To obtain labels from \(S\), an "anchor-to-category" mapping is needed. UEMCP introduces \(H \in \mathbb{R}^{c \times m}\) with \(H \ge 0\) and \(H^T\mathbf{1}=\mathbf{1}\), where each anchor corresponds to a category distribution. \(HS \in \mathbb{R}^{c \times n}\) then naturally represents the probability of each data point propagating to various categories via anchors.

By introducing \(G\) as the consensus label matrix and minimizing \(\|HS-G\|_F^2\), the two-stage transition distribution is aligned with the final clustering. This "interpretability" is built into the objective: final labels must be generated by the sample-anchor-category chain.

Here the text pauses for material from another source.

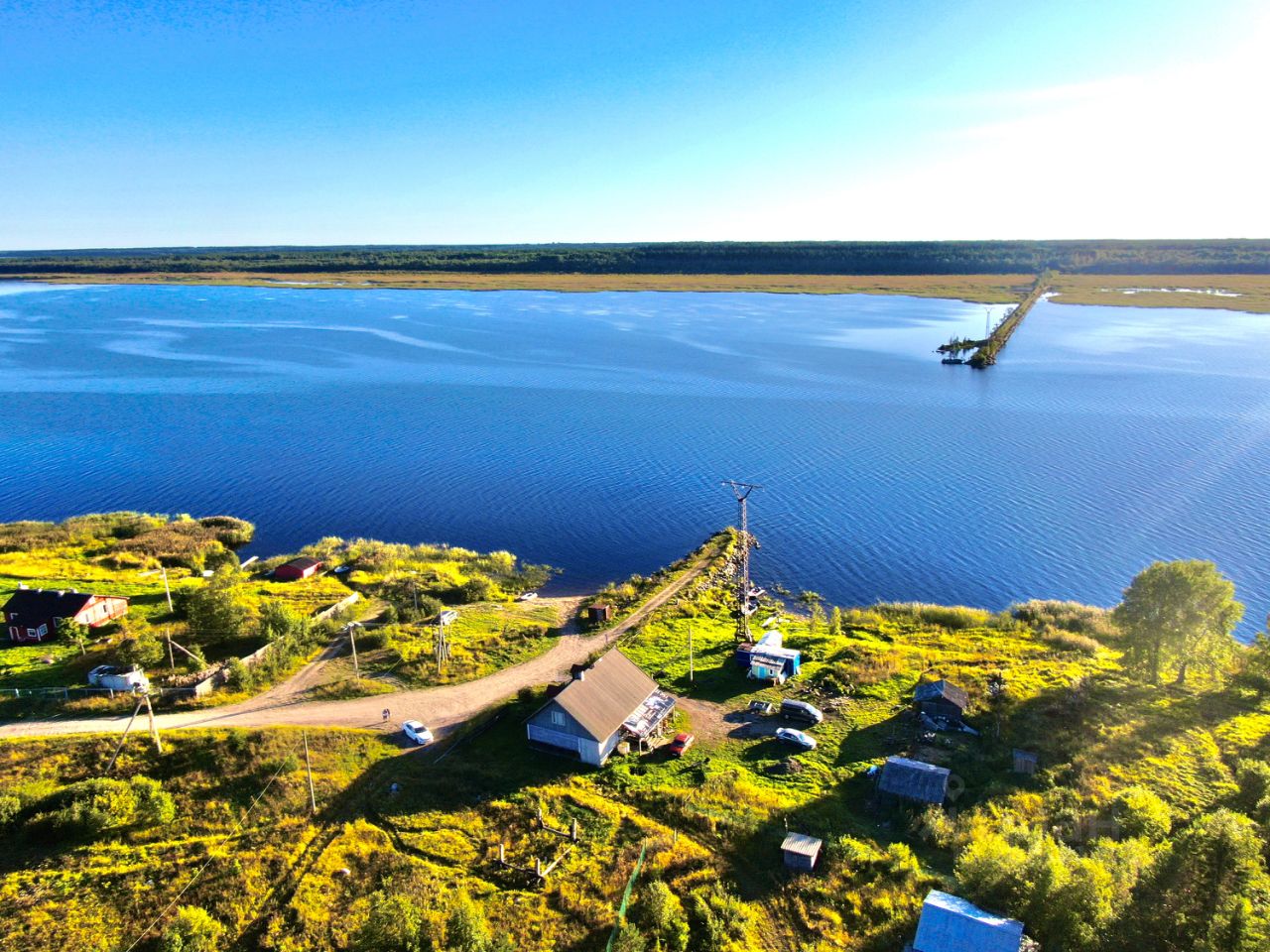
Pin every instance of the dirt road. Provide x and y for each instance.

4. Alternating Optimization and Near-Linear Complexity

The objective involves \(P_v, A, S, H, G, \alpha_v\). UEMCP uses alternating optimization: updating each variable while fixing others. Subproblems for \(A\) and \(P_v\) are solved via SVD (orthogonal Procrustes); \(G\) is updated via SVD on \(J=HS\); and \(H\) updates represent selecting the closest category assignments for anchors. Since \(m\) (anchors) and \(c\) (categories) are much smaller than \(n\) (samples), the complexity grows near-linearly with \(n\).

An Example¶

Consider an image dataset with HOG, GIST, and LBP views without labels. Instead of building full graphs for each view, UEMCP learns shared anchors \(A\). An image is projected to the anchor space, and \(S_{:,j}\) gives a distribution over \(m\) anchors (e.g., probabilities of 0.55, 0.30, and 0.10 for the top three). If the first two anchors belong to "Indoor Scene" while the third belongs to "Street View," the product \(HS\) will likely assign the image to "Indoor Scene." \(G\) then refines this into a crisp clustering.

Loss & Training¶

The global objective consists of multi-view reconstruction and probabilistic consistency:

\[ \min_{P_v,A,S,H,G} \sum_{v=1}^{V} \alpha_v^2\|X^v-P_vAS\|_F^2 + \lambda\|HS-G\|_F^2 \]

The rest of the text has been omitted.